Considering all of the relevant factors, it is clear that on balance the litigation would proceed more conveniently and the interests of justice would be better served if the this matter were transferred to the Southern District of Illinois. The Southern District of Illinois is a more convenient forum for the parties and witnesses, and the factors articulated by the Fifth Circuit, in Syndicate, weigh heavily in favor of transfer.
The Southern District of Illinois is a more convenient forum for the parties. Huffman and Phoenix are Missouri corporations with principal places of business in Clayton, Missouri, located across the Mississippi River from East St. Louis, Illinois, where the Southern District of Illinois sits. Cahokia is a Missouri corporation and operates a barge unloading facility in the Southern District of Illinois.
With respect to the Plaintiffs, the Eastern District of Louisiana is no more or less convenient for them. Continental is a New York corporation with its principal place of business in New York, and Newco is a Texas corporation with its principal place of business in Texas. Neither plaintiff claims to conduct any business in the state of Louisiana.
Finally, ITO, the only party with any relationship to the State of Louisiana, is the party moving for a change of venue. Accordingly, it is clear that the Southern District of Illinois is a more convenient forum for the parties.
The Southern District of Illinois is also a more convenient forum for the witnesses. The bulk of the witnesses, including those involved in unloading the barge and those present when it capsized and sank, reside in or near the Southern District of Illinois. ITO claims that the only witnesses located in the Eastern District of Louisiana are either employed or retained by ITO. ITO avers that it will make those witnesses available for deposition in the event of transfer.

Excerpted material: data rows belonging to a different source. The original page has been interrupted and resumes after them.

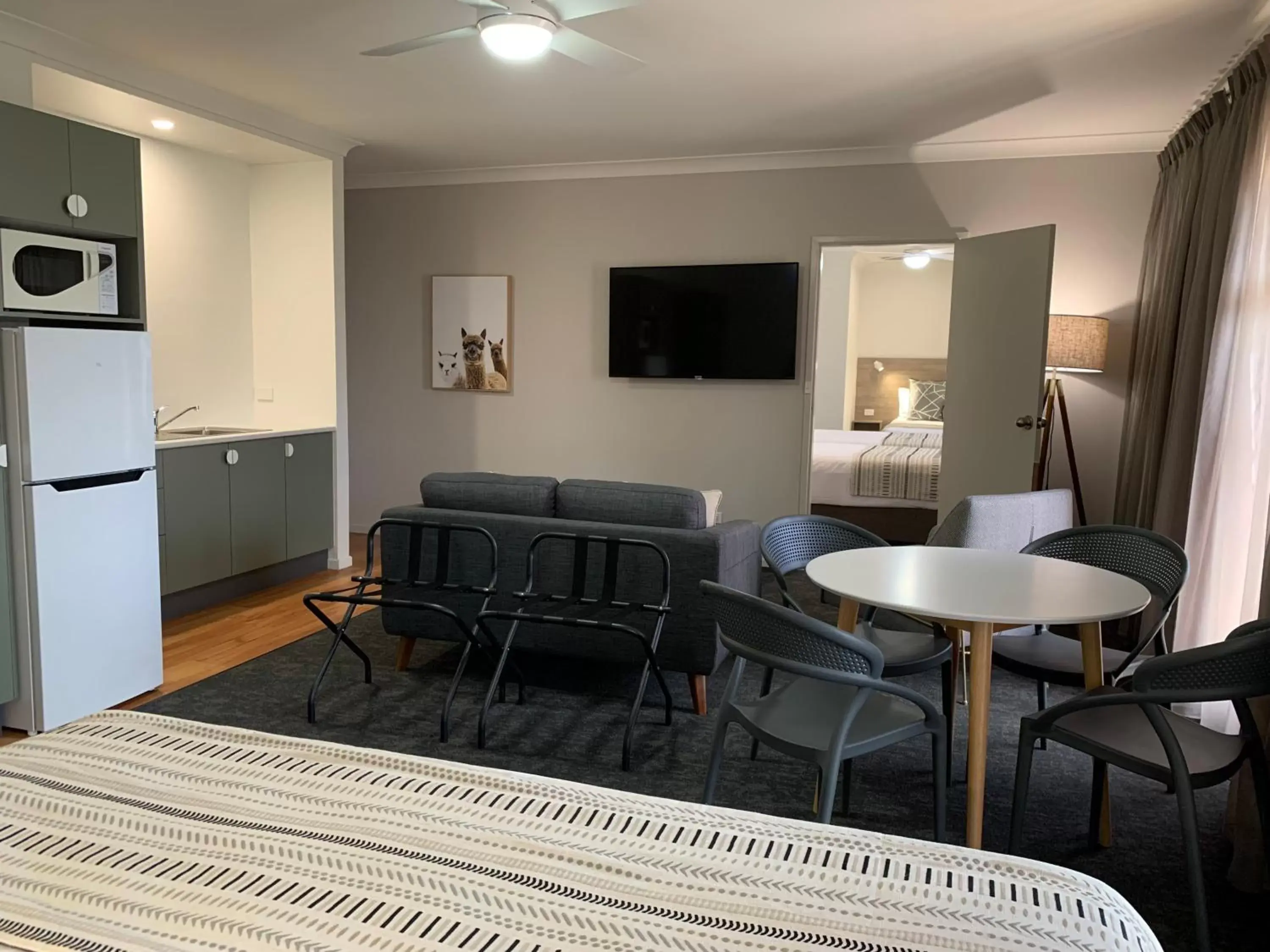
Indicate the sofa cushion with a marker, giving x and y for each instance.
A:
(632, 504)
(491, 493)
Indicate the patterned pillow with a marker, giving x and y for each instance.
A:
(926, 398)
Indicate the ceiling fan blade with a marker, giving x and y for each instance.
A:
(406, 46)
(577, 9)
(592, 52)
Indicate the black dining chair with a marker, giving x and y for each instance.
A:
(789, 544)
(1136, 732)
(1155, 561)
(835, 709)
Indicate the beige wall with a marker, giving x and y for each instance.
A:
(199, 282)
(903, 313)
(294, 295)
(835, 376)
(558, 240)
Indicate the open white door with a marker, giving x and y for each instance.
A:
(996, 367)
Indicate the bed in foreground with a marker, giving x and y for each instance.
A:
(138, 832)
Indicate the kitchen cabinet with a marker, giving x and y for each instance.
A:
(45, 159)
(232, 508)
(258, 504)
(310, 494)
(105, 171)
(35, 167)
(197, 535)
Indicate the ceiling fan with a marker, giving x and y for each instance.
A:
(524, 30)
(919, 258)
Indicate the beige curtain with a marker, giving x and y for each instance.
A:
(1185, 256)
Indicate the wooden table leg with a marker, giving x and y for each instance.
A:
(977, 740)
(849, 615)
(1091, 659)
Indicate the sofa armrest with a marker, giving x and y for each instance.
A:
(740, 560)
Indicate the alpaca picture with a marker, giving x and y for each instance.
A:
(449, 365)
(496, 356)
(472, 334)
(474, 365)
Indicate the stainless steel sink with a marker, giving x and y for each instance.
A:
(191, 432)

In addition to the issue of proximity to the forum, transfer and possible consolidation of this case with the other cases pending in the Southern District of Illinois will reduce the need for multiple depositions of the same witnesses. Therefore, transferring this case to the Southern District of Illinois serves to eliminate the duplication of time, expense and inconvenience to witnesses.
Moreover, the case-specific and public interest factors articulated by the Fifth Circuit, in Syndicate, weigh heavily in favor of transfer. Access to sources of proof is easier in the forum where the accident giving rise to the claims occurred. Most of the witnesses are amenable to compulsory service in the Southern District of Illinois, except for those employed by ITO, who avers that those witnesses shall be made available. In addition, it is much less expensive for the witnesses, the bulk of whom reside in or near the Southern District of Illinois, to attend proceedings in that district. Moreover, transfer of this case to the Southern District of Illinois where it may possibly be consolidated with the two actions pending there will significantly decrease duplicative discovery and litigation efforts, thereby enabling an easier, more expeditious and inexpensive resolution of the matters arising from the December 21, 1998 barge incident. Finally, none of the public interest factors weigh in favor of retention of jurisdiction over this matter. Therefore, on balance and with due respect to plaintiffs' choice of forum, it is clear that this case should be transferred to the Southern District of Illinois.
Accordingly,
IT IS ORDERED that ITO's motion for change of venue is GRANTED.
IT IS FURTHER ORDERED that this case is TRANSFERRED to the Southern District of Illinois.